Open-Sora Plan

This project aims to create a simple and scalable repo, to reproduce Sora (OpenAI, but we prefer to call it "ClosedAI" ). We wish the open-source community can contribute to this project. Pull requests are welcome! The current code supports complete training and inference using the Huawei Ascend AI computing system. Models trained on Huawei Ascend can also output video quality comparable to industry standards.

本项目希望通过开源社区的力量复现Sora，由北大-兔展AIGC联合实验室共同发起，当前版本离目标差距仍然较大，仍需持续完善和快速迭代，欢迎Pull request！目前代码同时支持使用国产AI计算系统（华为昇腾）进行完整的训练和推理。基于昇腾训练出的模型，也可输出持平业界的视频质量。

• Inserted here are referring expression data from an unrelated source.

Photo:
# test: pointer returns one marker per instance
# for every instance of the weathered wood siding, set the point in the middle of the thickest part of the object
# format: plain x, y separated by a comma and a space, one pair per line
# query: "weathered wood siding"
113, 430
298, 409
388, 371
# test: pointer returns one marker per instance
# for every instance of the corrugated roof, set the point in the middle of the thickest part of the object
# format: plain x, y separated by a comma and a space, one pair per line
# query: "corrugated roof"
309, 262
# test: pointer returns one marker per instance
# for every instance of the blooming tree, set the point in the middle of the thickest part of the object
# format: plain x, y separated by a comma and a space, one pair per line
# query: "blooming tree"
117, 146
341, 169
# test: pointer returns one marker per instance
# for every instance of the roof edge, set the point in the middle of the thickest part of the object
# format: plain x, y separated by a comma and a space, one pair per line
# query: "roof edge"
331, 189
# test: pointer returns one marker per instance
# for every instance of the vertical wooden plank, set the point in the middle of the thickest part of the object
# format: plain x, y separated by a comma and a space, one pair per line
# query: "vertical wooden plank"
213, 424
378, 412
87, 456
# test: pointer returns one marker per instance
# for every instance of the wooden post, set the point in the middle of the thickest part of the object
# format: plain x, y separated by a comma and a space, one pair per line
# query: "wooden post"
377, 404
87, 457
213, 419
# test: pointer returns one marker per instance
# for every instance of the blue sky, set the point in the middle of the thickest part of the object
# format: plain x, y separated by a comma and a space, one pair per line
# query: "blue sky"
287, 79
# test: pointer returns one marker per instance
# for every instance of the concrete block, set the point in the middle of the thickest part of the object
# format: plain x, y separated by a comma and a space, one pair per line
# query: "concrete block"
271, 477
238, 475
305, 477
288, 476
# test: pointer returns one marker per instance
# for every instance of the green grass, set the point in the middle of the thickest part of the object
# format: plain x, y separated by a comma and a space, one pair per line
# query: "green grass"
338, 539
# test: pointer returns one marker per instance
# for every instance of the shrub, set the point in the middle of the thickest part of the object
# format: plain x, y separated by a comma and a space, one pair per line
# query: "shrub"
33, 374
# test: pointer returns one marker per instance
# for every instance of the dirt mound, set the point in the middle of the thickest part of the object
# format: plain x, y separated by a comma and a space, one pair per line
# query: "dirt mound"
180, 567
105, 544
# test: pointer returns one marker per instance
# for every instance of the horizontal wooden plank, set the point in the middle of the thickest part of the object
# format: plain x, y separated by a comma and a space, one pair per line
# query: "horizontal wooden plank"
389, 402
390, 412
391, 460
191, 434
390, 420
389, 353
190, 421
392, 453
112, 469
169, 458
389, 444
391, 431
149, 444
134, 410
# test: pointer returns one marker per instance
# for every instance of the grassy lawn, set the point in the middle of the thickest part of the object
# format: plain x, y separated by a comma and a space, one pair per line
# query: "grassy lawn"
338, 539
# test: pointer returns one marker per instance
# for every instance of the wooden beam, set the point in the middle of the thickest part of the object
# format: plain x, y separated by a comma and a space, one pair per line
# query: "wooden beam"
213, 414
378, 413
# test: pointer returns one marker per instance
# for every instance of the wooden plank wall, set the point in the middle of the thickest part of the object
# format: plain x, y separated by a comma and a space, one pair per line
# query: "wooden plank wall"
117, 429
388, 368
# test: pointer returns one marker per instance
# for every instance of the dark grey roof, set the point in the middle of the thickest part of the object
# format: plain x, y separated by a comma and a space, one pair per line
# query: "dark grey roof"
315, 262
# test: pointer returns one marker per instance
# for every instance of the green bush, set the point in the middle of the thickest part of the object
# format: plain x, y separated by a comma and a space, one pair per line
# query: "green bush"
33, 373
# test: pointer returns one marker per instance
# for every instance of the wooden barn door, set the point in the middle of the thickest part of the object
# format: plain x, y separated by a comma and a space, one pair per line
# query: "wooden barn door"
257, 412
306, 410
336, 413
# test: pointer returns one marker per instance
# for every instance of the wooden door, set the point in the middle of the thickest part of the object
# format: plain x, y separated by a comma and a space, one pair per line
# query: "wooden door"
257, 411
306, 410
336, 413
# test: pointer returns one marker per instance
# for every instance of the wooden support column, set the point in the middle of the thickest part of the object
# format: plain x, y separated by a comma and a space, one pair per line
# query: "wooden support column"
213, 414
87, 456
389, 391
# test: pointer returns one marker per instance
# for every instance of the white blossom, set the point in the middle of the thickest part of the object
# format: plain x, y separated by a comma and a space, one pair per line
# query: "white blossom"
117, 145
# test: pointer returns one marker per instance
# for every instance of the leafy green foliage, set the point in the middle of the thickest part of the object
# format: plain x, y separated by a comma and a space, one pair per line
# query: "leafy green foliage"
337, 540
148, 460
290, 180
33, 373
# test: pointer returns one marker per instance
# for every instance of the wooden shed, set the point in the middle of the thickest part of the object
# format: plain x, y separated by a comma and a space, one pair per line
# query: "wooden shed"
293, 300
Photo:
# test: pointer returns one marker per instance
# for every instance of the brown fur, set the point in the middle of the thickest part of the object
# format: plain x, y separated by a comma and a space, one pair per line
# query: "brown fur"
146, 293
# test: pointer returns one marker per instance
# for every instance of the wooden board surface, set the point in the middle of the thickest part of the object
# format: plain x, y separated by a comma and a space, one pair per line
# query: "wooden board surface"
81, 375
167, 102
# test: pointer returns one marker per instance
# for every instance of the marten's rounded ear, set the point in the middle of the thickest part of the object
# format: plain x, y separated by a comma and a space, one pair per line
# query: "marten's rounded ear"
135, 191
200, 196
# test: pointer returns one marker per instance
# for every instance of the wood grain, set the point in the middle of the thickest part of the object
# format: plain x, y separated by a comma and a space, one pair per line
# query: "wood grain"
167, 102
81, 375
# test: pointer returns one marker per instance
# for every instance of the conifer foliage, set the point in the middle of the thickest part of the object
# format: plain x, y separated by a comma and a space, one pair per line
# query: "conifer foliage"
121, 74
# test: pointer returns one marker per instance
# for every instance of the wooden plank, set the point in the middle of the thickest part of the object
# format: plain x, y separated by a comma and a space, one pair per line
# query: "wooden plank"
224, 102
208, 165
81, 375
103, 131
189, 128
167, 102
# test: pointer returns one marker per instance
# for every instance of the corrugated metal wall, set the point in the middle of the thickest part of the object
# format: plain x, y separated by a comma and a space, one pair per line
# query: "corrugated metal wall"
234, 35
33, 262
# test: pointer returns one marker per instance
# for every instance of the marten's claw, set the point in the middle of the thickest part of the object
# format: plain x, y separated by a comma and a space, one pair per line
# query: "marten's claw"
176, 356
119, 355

If you like our project, please give us a star ⭐ on GitHub for latest update.

📣 News

[2024.08.13] 🎉 We are launching Open-Sora Plan v1.2.0 I2V model, which based on Open-Sora Plan v1.2.0. The current version supports image-to-video generation and transition generation (the starting and ending frames conditions for video generation). Checking out the Image-to-Video section in this report.
[2024.07.24] 🔥🔥🔥 v1.2.0 is here! Utilizing a 3D full attention architecture instead of 2+1D. We released a true 3D video diffusion model trained on 4s 720p. Checking out our latest report.
[2024.05.27] 🎉 We are launching Open-Sora Plan v1.1.0, which significantly improves video quality and length, and is fully open source! Please check out our latest report. Thanks to ShareGPT4Video's capability to annotate long videos.
[2024.04.09] 🤝 Excited to share our latest exploration on metamorphic time-lapse video generation: MagicTime, which learns real-world physics knowledge from time-lapse videos.
[2024.04.07] 🎉🎉🎉 Today, we are thrilled to present Open-Sora-Plan v1.0.0, which significantly enhances video generation quality and text control capabilities. See our report. Thanks to HUAWEI NPU for supporting us.
[2024.03.27] 🚀🚀🚀 We release the report of VideoCausalVAE, which supports both images and videos. We present our reconstructed video in this demonstration as follows. The text-to-video model is on the way.
[2024.03.01] 🤗 We launched a plan to reproduce Sora, called Open-Sora Plan! Welcome to watch 👀 this repository for the latest updates.

😍 Gallery

93×1280×720 Text-to-Video Generation. The video quality has been compressed for playback on GitHub.

video_24fps_compress.mp4

😮 Highlights

Open-Sora Plan shows excellent performance in video generation.

🔥 High performance CausalVideoVAE, but with fewer training cost

High compression ratio with excellent performance, capable of compressing videos by 256 times (4×8×8). Causal convolution supports simultaneous inference of images and videos but only need 1 node to train.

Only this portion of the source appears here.